Le parlementaire a souligné que la reconnaissance américaine de la marocanité du Sahara ne se limite pas à une position symbolique : elle doit, selon lui, favoriser l’implantation d’investissements structurants dans les provinces du Sud, renforçant ainsi les liens économiques et stratégiques entre les deux nations.
Son collègue Ritchie Torres a abondé dans le même sens, se félicitant de l’amitié qui unit les deux pays et rappelant que le président Donald Trump avait récemment réitéré, depuis la Maison-Blanche, le soutien au plan marocain d’autonomie présenté en 2007. Pour Torres, « le Maroc est aujourd’hui le meilleur ami des États-Unis en Afrique du Nord ».
Cette visite intervient dans un contexte où Rabat se positionne de plus en plus comme un acteur régional incontournable, à la croisée de l’Europe, du Moyen-Orient et de l’Afrique. Le Royaume est perçu à Washington comme un pilier de stabilité et un partenaire de confiance dans la lutte contre le terrorisme, la coopération sécuritaire et le développement économique.

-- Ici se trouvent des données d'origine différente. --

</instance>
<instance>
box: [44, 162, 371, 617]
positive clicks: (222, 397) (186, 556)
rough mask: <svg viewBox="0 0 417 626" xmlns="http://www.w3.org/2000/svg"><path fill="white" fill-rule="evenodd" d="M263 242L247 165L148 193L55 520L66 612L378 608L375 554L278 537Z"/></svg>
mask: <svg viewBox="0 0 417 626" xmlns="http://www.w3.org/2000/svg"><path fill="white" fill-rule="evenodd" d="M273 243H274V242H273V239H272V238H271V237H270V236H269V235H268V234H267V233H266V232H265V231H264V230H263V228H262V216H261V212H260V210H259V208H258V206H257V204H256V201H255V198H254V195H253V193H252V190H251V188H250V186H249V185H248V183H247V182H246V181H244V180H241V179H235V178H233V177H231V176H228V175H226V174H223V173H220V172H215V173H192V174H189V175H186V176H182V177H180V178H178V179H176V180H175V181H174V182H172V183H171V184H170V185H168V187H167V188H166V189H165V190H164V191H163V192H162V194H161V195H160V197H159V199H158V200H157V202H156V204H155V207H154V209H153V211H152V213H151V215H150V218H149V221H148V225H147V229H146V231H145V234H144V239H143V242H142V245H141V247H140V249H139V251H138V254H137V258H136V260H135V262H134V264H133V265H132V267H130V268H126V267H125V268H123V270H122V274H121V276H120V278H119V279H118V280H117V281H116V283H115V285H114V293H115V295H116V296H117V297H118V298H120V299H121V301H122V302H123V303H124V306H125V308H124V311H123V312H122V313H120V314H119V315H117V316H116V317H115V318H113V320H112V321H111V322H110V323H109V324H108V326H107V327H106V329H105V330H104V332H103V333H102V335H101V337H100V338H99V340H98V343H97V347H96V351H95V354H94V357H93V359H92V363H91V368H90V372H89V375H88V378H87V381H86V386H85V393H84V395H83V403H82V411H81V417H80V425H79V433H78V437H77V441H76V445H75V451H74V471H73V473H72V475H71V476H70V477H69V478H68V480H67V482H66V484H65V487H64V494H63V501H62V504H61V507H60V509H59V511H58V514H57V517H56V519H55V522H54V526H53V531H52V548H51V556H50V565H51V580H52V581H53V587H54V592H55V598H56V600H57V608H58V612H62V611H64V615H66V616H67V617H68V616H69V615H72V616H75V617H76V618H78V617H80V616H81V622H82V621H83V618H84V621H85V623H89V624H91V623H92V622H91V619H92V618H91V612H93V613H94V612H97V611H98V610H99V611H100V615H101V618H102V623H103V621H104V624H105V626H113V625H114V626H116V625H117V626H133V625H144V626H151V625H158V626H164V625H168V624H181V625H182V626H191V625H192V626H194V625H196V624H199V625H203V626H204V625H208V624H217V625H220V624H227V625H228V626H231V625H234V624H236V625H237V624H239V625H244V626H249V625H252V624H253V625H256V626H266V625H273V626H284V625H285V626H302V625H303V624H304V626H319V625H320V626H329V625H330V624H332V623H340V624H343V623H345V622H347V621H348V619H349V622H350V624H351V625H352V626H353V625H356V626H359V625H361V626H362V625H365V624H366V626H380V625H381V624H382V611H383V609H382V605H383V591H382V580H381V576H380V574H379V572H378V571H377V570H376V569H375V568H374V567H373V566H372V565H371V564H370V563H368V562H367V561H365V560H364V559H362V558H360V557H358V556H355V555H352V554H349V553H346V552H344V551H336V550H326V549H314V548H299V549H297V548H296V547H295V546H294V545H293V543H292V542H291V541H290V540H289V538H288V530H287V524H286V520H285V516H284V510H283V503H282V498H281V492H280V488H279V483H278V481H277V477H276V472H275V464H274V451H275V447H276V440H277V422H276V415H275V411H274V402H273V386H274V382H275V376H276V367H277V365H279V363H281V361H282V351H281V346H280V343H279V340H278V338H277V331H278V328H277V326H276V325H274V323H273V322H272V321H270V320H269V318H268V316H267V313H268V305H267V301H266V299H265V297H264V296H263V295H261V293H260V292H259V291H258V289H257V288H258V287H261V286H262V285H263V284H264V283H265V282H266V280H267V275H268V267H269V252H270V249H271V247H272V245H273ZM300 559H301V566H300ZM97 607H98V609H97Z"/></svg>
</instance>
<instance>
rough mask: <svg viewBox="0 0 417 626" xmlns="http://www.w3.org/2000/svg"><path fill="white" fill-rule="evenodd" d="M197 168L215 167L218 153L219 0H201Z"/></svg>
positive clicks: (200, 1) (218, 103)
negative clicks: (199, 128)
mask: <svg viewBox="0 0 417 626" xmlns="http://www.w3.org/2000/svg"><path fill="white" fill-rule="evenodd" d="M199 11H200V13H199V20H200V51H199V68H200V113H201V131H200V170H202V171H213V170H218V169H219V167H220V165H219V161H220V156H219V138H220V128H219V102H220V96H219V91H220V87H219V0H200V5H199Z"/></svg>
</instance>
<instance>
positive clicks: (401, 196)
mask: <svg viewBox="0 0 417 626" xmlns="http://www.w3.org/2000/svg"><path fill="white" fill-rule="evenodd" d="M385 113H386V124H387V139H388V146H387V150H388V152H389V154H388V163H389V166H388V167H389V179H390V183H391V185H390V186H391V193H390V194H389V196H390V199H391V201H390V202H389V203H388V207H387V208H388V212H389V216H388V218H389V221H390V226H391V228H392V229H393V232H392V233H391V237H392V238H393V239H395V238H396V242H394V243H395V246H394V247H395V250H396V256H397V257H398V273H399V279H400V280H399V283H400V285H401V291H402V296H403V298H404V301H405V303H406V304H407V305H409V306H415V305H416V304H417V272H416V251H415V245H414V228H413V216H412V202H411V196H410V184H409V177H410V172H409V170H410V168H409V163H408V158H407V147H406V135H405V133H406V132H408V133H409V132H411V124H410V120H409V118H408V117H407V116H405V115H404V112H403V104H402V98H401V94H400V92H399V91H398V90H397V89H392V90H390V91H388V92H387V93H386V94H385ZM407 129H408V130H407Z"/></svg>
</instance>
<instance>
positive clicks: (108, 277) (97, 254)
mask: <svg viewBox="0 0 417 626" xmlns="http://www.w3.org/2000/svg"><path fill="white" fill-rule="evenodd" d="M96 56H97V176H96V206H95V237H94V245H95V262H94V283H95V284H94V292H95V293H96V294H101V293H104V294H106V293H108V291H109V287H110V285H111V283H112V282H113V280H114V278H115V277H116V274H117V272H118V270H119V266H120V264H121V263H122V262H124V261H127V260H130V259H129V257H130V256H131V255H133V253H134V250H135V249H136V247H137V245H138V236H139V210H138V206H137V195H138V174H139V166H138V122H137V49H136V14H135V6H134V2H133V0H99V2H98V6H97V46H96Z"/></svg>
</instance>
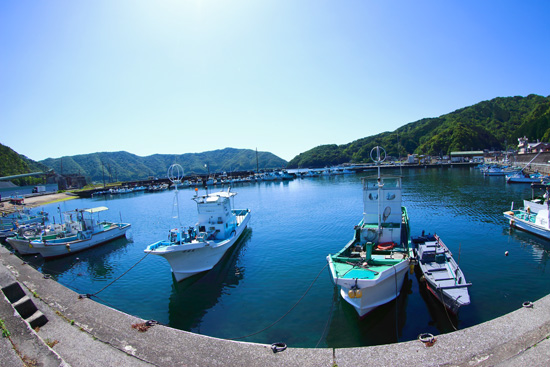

Les déclarations des congressmen traduisent une continuité politique : la reconnaissance américaine de 2020 n’était pas un simple geste diplomatique ponctuel, mais un engagement durable qui s’accompagne aujourd’hui d’un appel à consolider la coopération économique. Dans un monde multipolaire, où les rivalités s’exacerbent, cette alliance apparaît comme un atout stratégique pour les deux parties.
Du côté marocain, cette réaffirmation est perçue comme un succès diplomatique supplémentaire, qui s’ajoute au large soutien international déjà exprimé autour du plan d’autonomie. Elle conforte la conviction selon laquelle la solution marocaine demeure la seule base réaliste et crédible pour régler définitivement la question du Sahara.
Alors que les provinces du Sud connaissent une dynamique de développement accéléré – avec des investissements dans les infrastructures, les énergies renouvelables et le tourisme – l’appel à renforcer la présence économique américaine vient donner une dimension concrète à la reconnaissance politique.
Ce déplacement des élus américains à Rabat illustre enfin un équilibre renouvelé : celui d’un Maroc qui défend sa souveraineté avec sérénité et qui attire l’intérêt de partenaires internationaux prêts à inscrire leurs relations dans le long terme.